21: Storage Technology, Expert Witnessing (A Dramatic Presentation)
Announcements
Today is the last new content day of the course. We’ll be doing wrap-up and review on Tuesday.
Please fill out the online SRTIs! I really do read, appreciate, and try to use all the feedback that students give me.
Magnetic storage
A refresher. Recall that E/M are closely related. Current is a flow of electrons. The flow of electrons generates a magnetic field according to the right hand rule.
You know what else generates a magnetic field? Magnets (aka magnetic materials). You can align the field in a magnet in various ways, one of which is inducing a strong enough external magnetic field near it (like, say by use of an electical current).
The movement of a conductor across a magnetic field (such as generated by magnets) generates a current, which you can measure.
In other words, the generation of a current by movement of a conductor let you “read” the magnetic field. And applying a stronger current lets you “overwrite” an existing magnet’s orientation.
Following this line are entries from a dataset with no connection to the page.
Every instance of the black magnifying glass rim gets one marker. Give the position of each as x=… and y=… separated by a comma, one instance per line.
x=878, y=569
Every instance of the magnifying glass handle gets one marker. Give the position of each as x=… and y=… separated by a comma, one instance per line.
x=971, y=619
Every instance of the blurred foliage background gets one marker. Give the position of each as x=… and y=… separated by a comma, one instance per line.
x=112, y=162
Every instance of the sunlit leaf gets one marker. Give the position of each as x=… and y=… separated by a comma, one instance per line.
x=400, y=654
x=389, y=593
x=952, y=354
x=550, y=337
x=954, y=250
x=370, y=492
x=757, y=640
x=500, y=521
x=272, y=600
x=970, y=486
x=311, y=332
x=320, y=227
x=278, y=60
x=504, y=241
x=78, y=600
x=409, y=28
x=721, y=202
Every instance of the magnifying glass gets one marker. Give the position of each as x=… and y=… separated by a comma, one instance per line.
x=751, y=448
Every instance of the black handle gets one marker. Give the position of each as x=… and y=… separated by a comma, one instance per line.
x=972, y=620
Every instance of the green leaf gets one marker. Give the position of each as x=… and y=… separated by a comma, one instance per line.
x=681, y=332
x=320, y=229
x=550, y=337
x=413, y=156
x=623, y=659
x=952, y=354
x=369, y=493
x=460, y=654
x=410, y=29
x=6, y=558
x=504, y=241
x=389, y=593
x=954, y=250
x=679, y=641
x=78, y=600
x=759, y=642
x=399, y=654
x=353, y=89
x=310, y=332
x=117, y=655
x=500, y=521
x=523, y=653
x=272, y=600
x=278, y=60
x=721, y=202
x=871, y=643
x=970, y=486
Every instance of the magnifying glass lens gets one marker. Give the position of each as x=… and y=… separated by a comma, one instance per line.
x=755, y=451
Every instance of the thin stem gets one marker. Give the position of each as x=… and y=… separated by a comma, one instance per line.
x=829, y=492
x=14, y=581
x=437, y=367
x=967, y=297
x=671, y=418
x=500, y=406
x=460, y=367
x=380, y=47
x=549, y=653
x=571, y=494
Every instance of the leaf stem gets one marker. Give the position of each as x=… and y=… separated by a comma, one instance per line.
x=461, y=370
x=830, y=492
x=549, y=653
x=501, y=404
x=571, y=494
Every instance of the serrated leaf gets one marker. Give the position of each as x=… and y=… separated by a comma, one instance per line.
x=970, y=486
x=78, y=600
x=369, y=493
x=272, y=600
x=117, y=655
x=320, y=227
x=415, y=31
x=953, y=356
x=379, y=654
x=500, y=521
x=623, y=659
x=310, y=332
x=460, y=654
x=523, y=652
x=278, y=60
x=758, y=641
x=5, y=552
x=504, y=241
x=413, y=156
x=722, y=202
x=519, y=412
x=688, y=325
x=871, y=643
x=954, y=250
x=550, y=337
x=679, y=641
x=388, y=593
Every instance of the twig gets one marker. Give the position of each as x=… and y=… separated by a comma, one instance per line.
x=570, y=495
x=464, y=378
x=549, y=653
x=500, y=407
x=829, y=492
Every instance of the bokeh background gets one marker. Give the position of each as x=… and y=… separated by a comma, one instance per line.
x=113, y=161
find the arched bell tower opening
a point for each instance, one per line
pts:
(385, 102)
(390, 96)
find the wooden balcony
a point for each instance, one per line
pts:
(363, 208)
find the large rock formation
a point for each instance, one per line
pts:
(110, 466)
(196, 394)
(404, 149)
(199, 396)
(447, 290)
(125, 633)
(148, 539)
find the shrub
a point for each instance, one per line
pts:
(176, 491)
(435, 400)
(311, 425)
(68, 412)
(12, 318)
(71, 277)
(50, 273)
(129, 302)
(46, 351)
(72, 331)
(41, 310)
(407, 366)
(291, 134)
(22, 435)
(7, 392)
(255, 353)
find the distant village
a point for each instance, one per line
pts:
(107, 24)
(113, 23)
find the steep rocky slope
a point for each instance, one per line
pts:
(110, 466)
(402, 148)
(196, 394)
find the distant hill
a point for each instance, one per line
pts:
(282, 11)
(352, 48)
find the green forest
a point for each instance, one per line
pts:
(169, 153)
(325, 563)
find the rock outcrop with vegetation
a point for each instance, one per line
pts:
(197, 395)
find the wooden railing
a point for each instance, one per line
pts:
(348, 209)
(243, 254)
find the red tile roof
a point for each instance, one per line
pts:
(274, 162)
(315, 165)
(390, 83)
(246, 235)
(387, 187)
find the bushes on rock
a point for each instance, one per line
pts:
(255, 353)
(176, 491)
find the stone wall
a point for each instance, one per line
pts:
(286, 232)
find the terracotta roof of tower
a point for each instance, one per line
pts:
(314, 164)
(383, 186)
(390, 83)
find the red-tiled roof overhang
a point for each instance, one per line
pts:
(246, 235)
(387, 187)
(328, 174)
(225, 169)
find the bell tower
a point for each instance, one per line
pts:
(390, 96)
These two facts are the basis of magnetic storage media.
Magnetic data read/write
The term flux describes a magnetic field with a specific direction (or “polarity”). The drive head creates “flux reversals” on the medium to record data. The given pattern it creates for a particular sequence of bits is described by the “encoding method.”
To create a reversal, the write head reverses the voltage (the direction of the current flow), aka “reverses the polarity” of the electricity to reverse the polarity of the flux. When reading over the disk, the head sees no voltage until it crosses a reversal, then the flux transition induces a small amount of current flow (and thus voltage) in the head.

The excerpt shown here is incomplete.